I timori dei neoassunti
In una lettera aperta, il Comitato nazionale funzionari ufficio per il Processo scrive che «a fronte dei risultati conseguiti» per il raggiungimento degli obiettivi Pnrr, «il dibattito alimentato dalle rivendicazioni delle organizzazioni sindacali sembra trascurare l'esigenza di preservare e consolidare l'ufficio per il Processo».

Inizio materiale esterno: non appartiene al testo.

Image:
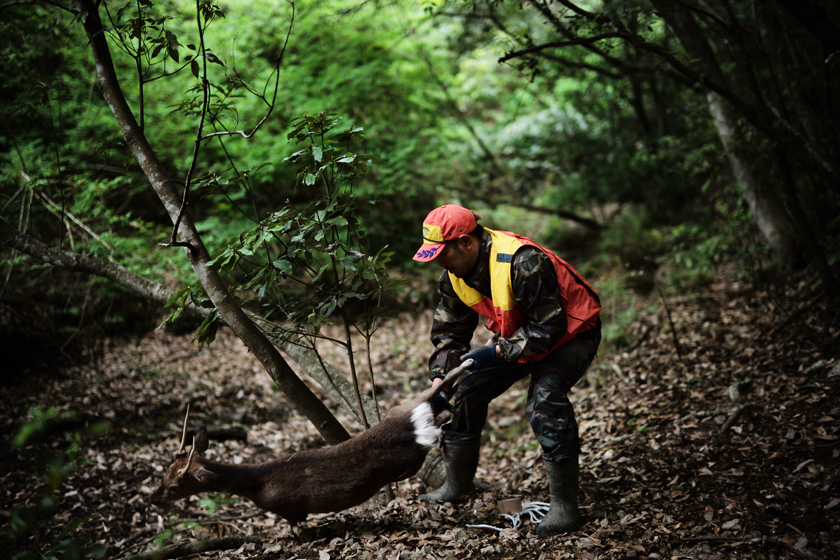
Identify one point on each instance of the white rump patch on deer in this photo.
(425, 431)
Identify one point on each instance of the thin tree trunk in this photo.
(335, 384)
(229, 310)
(768, 211)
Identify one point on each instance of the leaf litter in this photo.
(672, 466)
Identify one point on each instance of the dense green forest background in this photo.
(650, 143)
(266, 165)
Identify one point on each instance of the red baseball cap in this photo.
(441, 225)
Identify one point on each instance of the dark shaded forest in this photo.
(217, 204)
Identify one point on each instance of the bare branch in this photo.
(557, 44)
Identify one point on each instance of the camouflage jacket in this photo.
(535, 288)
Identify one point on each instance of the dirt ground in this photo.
(725, 444)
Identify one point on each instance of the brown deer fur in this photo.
(318, 480)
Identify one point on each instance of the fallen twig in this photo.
(194, 547)
(734, 418)
(671, 323)
(642, 337)
(703, 414)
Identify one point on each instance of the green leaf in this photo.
(213, 58)
(283, 266)
(172, 45)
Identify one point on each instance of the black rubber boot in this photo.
(460, 461)
(563, 515)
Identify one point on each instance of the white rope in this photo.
(536, 510)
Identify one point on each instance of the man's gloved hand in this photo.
(482, 356)
(440, 402)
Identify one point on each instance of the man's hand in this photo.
(482, 356)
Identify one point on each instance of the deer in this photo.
(323, 480)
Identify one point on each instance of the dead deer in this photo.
(321, 480)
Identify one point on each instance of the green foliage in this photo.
(29, 530)
(318, 247)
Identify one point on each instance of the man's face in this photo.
(457, 257)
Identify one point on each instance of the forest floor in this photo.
(674, 463)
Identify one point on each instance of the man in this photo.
(546, 323)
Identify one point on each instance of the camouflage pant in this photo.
(550, 412)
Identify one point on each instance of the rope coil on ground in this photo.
(536, 510)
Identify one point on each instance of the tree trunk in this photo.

E ancora «riteniamo che il decreto-legge 12 giugno 2026, n. 100 rappresenti una risposta concreta e coerente con l'impianto dell'ufficio per il Processo delineato dalle fonti di rango primario, intervenendo al fine di preservarne la centralità e la funzionalità nell'ambito del sistema giustizia, nonché di razionalizzare gli assetti organizzativi degli uffici sulla base di tale modello».
In sintesi, i funzionari chiedono garanzie sul fatto che venga preservata la destinazione ordinaria del personale ex Aupp alle attività proprie di supporto qualificato alla giurisdizione, e sia garantita, al contempo, lo svolgimento di attività di supporto alle cancellerie nei casi di comprovata necessità e urgenza.
Il sostegno dell’Anm
Anche l'Anm ha inviato ai componenti della Affari costituzionali e della Giustizia del Senato e al guardasigilli Carlo Nordio una lettera aperta per chiedere un chiarimento sulle mansioni degli addetti all'Ufficio per il processo, che vanno impegnati in attività di supporto alla giurisdizione e non in ruoli amministrativi.
L’interrogativo rimane: l’Ufficio per il processo, la struttura ausiliaria giurisdizionale, resisterà nella forma che ha ora e che ha permesso di accelerare i tempi della giustizia?